Evaluation of combination chemotherapy: integration of nonlinear regression, curve shift, isobologram, and combination index analyses.

Isobologram and combination index (CI) analyses are the two most popular methods for evaluating drug interactions in combination cancer chemotherapy. As the commonly used CI-based software program uses linear regression, our first objective was to evaluate the effects of logarithmic data transformation on data analysis and conclusions. Monte-Carlo simulations were conducted with experimentally relevant parameter values to generate error-containing effect or concentration-effect data of single agents and combinations. The simulated data were then analyzed with linear and nonlinear regression. The results showed that data transformation reduced the accuracy and precision of the regression-derived IC(50), curve shape parameter and CI values. Furthermore, as neither isobologram nor CI analyses provide output of concentration-effect curves for investigator evaluation, our second objective was to develop a method and the associated computer program/algorithm to (a) normalize drug concentrations in IC(50) equivalents and thereby enable simultaneous presentation of the curves for single agents and combinations in a single plot for visual inspection of potential curve shifts, (b) analyze concentration-effect data with nonlinear regression, and (c) use the curve shift analysis simultaneously with isobologram and CI analyses.
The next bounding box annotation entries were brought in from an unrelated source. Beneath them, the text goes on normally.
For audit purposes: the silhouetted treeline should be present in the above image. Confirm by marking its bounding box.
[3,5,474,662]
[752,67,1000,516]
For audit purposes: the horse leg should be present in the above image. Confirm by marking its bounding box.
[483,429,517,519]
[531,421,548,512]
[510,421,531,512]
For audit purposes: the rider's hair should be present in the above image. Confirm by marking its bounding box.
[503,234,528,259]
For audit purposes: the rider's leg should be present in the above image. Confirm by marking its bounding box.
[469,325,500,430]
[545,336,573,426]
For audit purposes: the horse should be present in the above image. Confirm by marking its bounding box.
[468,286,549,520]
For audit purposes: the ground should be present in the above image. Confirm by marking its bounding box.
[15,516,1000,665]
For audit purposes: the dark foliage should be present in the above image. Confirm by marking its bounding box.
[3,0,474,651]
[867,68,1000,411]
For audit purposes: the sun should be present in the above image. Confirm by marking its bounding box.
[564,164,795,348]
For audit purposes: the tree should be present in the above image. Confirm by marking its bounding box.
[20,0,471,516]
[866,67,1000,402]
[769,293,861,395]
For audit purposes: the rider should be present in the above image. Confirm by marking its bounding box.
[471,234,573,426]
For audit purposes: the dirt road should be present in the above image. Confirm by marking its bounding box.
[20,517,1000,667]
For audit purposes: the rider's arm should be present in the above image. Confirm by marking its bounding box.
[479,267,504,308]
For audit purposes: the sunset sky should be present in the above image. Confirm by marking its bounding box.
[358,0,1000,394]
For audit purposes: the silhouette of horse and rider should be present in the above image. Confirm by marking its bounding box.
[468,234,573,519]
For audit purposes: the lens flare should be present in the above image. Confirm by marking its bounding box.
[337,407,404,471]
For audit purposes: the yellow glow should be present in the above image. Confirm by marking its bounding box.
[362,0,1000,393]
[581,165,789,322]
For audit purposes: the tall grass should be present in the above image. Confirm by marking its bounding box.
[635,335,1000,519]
The applicability of this method was shown with experimentally obtained data for single agent doxorubicin and suramin and their combinations in cultured tumor cells. In summary, this method, by incorporating nonlinear regression and curve shift analysis, although retaining the attractive features of isobologram and CI analyses, reduced the potential errors introduced by logarithmic data transformation, enabled visual inspection of data variability and goodness of fit of regression analysis, and simultaneously provided information on the extent of drug interaction at different combination ratios/concentrations and at different effect levels.